Talend Cloud Apps Connectors Guide

Version
Cloud
Language
English
Product
Talend Cloud
Module
Talend Data Inventory
Talend Data Preparation
Talend Pipeline Designer
Content
Administration and Monitoring > Managing connections
Design and Development > Designing Pipelines
Last publication date
2024-03-21

This scenario aims at helping you set up and use connectors in a pipeline.
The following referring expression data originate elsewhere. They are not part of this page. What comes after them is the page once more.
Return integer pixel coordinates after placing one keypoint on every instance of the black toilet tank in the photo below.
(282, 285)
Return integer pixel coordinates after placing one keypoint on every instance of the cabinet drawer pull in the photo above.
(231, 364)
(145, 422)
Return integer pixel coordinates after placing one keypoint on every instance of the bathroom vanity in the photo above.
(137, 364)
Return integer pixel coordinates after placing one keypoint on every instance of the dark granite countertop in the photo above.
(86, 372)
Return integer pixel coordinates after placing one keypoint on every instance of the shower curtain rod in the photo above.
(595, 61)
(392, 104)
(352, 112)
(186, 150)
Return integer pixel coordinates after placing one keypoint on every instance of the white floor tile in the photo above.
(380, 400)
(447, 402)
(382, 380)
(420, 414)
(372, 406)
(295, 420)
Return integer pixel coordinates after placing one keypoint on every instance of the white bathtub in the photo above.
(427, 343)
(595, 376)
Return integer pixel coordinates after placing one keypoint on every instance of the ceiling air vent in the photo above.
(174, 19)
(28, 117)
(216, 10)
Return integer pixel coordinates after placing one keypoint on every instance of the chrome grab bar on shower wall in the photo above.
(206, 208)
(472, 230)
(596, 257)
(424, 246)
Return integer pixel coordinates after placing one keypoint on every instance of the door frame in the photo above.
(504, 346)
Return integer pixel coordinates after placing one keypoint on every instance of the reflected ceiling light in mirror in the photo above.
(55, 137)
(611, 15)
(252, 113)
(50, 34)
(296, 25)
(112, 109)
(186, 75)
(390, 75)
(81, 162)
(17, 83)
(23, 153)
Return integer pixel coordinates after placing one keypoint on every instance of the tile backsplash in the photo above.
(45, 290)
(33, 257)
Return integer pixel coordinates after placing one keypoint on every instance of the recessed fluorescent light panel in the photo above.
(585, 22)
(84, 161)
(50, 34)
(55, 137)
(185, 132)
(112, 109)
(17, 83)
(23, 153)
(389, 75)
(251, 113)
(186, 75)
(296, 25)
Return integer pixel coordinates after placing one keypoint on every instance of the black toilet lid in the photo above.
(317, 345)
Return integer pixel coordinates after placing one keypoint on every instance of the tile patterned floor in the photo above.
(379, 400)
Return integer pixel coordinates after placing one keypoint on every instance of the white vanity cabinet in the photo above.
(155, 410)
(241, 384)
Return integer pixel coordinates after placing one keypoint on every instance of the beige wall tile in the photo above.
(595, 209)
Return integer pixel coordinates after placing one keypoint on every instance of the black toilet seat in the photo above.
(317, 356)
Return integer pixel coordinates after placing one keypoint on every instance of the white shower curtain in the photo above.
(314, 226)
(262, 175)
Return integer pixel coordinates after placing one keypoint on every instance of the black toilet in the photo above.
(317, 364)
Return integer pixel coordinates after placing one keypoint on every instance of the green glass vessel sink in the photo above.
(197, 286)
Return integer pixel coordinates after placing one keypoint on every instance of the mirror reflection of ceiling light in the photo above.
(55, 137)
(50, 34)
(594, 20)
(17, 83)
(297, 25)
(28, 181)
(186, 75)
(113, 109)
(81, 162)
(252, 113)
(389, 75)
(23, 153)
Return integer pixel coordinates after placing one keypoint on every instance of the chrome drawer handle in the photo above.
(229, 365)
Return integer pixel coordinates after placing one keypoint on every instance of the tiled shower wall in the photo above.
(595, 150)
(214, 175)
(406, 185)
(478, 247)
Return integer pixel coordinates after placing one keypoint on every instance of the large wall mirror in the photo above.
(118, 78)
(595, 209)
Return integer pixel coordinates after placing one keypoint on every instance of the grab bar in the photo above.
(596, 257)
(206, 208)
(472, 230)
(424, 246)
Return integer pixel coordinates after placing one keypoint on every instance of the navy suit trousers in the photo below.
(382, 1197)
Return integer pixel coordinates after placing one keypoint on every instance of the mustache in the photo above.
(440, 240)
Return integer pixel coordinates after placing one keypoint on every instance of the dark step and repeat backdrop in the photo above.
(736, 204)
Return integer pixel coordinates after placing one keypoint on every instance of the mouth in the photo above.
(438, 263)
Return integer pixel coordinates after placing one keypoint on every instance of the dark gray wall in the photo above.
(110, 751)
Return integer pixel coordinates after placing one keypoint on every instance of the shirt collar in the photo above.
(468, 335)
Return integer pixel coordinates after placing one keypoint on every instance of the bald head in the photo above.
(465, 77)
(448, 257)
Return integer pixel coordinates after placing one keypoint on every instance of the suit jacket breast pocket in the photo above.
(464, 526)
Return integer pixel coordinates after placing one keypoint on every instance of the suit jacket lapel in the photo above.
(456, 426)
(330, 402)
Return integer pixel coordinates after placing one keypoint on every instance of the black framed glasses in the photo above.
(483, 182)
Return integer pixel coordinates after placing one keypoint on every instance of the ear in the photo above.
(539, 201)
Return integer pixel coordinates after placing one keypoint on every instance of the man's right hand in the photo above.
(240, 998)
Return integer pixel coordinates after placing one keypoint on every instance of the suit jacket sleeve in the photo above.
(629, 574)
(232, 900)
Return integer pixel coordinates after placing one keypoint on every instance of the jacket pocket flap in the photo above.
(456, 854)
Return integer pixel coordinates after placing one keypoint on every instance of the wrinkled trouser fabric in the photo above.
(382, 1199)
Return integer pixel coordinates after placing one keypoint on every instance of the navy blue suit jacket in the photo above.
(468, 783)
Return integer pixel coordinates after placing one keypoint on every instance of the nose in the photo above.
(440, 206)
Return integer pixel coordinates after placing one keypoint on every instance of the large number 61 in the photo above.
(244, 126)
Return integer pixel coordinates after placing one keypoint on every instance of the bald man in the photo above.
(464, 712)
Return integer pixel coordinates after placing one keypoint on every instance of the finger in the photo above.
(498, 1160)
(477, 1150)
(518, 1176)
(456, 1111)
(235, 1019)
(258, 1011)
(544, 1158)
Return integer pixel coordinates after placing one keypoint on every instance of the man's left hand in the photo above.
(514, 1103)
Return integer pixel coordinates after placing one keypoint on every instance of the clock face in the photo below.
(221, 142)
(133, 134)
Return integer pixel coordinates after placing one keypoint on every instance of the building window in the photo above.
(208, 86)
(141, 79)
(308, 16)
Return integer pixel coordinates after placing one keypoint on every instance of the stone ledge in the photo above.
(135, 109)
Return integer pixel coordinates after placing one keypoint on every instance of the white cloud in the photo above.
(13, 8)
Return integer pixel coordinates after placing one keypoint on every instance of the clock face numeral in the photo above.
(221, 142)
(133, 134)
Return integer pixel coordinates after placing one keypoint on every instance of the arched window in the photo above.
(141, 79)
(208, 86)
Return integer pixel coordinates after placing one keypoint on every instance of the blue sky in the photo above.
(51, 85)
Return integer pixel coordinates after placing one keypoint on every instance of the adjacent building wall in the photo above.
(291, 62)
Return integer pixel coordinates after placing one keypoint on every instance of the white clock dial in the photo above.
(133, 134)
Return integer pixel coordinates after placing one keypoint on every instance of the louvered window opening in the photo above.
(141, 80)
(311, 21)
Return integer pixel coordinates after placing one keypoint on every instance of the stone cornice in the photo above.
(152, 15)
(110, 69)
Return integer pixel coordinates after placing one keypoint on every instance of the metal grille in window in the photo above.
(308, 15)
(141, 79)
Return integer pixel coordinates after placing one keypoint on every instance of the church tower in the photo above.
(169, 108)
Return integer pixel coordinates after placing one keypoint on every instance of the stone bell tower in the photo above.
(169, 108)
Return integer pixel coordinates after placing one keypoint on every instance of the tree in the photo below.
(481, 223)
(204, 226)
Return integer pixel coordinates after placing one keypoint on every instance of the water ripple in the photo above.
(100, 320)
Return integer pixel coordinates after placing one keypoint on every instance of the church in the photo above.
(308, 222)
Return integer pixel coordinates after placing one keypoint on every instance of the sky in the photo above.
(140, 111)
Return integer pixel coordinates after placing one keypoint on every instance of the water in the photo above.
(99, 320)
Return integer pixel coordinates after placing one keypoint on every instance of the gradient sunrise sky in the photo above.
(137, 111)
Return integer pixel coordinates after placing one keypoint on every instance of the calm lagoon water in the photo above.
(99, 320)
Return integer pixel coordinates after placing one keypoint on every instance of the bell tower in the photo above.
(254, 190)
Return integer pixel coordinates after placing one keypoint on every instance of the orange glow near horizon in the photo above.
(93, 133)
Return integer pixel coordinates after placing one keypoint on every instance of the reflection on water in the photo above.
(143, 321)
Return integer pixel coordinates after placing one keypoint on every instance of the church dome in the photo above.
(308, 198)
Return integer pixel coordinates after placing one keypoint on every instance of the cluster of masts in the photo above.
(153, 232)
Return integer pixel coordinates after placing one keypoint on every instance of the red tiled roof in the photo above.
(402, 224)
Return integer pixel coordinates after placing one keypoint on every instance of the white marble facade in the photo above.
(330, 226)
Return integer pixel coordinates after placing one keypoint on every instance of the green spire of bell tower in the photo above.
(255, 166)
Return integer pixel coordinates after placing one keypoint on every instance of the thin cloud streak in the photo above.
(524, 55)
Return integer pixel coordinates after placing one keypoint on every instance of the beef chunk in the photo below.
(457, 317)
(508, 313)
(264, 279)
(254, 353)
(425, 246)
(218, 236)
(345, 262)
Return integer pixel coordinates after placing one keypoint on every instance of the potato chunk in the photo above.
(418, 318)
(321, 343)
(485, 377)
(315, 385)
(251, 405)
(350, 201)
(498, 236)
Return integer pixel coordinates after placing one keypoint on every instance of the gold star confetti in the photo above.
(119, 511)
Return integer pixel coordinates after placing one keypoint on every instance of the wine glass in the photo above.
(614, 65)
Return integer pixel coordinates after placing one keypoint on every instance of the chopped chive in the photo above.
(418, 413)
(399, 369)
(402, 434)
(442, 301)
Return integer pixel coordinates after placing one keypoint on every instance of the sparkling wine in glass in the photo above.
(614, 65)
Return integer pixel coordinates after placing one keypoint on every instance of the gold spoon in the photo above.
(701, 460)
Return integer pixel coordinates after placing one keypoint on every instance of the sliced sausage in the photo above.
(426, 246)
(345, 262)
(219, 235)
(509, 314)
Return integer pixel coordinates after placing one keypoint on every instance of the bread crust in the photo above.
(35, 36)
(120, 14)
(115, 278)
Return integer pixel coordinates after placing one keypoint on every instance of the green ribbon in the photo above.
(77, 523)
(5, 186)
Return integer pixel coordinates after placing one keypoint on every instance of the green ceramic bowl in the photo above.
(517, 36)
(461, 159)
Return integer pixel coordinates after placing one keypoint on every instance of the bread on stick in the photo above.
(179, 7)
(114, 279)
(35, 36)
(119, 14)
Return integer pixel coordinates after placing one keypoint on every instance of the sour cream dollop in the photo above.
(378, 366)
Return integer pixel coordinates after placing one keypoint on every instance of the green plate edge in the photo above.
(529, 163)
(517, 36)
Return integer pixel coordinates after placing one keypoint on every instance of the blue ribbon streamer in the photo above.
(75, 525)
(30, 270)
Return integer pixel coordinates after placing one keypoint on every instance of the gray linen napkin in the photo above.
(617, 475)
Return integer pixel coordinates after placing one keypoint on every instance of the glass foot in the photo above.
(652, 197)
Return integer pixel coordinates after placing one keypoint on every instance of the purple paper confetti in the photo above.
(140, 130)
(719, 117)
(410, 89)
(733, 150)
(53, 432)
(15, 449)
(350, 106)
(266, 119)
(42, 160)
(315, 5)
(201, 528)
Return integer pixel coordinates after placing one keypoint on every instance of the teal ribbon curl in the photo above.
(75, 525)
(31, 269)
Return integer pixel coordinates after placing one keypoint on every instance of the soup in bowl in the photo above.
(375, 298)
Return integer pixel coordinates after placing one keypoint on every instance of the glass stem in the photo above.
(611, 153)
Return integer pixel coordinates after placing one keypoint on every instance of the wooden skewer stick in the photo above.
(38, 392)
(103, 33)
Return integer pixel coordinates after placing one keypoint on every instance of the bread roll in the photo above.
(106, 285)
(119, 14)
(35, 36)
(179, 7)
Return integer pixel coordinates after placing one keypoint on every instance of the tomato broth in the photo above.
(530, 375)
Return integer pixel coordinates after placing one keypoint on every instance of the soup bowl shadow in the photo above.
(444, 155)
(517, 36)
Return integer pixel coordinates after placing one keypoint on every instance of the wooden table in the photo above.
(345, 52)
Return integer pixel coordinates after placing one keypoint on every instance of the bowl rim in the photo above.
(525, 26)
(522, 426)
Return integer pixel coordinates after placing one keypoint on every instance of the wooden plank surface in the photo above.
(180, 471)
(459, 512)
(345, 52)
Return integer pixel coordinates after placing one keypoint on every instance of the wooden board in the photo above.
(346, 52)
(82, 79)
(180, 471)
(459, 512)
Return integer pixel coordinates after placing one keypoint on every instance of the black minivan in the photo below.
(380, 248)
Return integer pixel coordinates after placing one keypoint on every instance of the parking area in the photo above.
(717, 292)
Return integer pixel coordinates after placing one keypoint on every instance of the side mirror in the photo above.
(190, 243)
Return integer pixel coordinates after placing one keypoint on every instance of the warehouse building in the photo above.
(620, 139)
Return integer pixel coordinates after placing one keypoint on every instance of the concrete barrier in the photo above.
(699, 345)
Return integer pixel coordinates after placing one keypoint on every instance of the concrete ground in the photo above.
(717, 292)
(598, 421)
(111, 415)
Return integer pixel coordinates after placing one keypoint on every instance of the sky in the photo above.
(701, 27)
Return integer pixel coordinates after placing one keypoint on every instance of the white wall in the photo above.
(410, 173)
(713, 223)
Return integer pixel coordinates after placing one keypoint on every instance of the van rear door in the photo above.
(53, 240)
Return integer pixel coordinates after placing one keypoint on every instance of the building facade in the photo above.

You are advised to adapt it to your environment and use case.

Procedure

  1. Click Connections > Add connection.
  2. In the panel that opens, select the type of connection you want to create.

    Example

    ADLS Gen2
  3. Select your engine in the Engine list.
    Note:
    • It is recommended to use the Remote Engine Gen2 rather than the Cloud Engine for Design for advanced processing of data.
    • If no Remote Engine Gen2 has been created from Talend Management Console or if it exists but appears as unavailable which means it is not up and running, you will not be able to select a Connection type in the list nor to save the new connection.
    • The list of available connection types depends on the engine you have selected.
  4. Select the type of connection you want to create.
    Here, select ADLS Gen2.
  5. Fill in the connection properties to access your Azure Data Lake Storage Gen2 file system as described in Azure Data Lake Storage Gen2 properties, check the connection and click Add dataset.
  6. In the Add a new dataset panel, name your dataset.

    Example

    BKO Taxi On ADLS Gen2
  7. Fill in the required properties to access the file located in your storage account and click View sample to see a preview of your dataset sample.
    In this example, a CSV file containing data about taxi trip costs in the city of Bamako, Mali is retrieved in the talend folder of an Azure file system called talend-fs. You are able to see your file system directories from the Storage Explorer page of your Azure Storage Account.
  8. Do the same to add the Azure Synapse table that will be created when running your pipeline, named taxi_data in this example. Fill in the connection properties as described in Azure Synapse properties.
  9. Click Add pipeline on the Pipelines page. Your new pipeline opens.
  10. Give the pipeline a meaningful name.

    Example

    From ADLS Gen2 to Synapse - trip cost per distance covered
  11. Click ADD SOURCE and select your source dataset, BKO taxi on ADSL Gen2 in the panel that opens.
  12. Click to add processors to the pipeline, for example a Type converter to convert string fields to int or double type fields, a Field selector to filter and rename some records and an Aggregate processor to calculate the cost of a trip according to the distance covered.
  13. (Optional) Click the last processor to preview the processed data.
  14. Click the ADD DESTINATION item on the pipeline to open the panel allowing to select the Azure Blob in which your output data will be loaded.
  15. Give a meaningful name to the Destination; bulk load to Synapse for example.
  16. In the Configuration tab of the destination, select the Action you want to perform on the table (Bulk load) then select the Blob connection to be used. See Azure Blob Storage for more information on Azure Blob Storage configuration.
  17. Click Save to save your configuration.
  18. On the top toolbar of Talend Cloud Pipeline Designer, click the Run button to open the panel allowing you to select your run profile.
  19. Select your run profile in the list (for more information, see Run profiles), then click Run to run your pipeline.

Results

Your pipeline is being executed, the taxi cost information that was stored on Azure DLS Gen2 has been aggregated per distance covered and the output flow is loaded into the Azure Synapse table that is created when running the pipeline.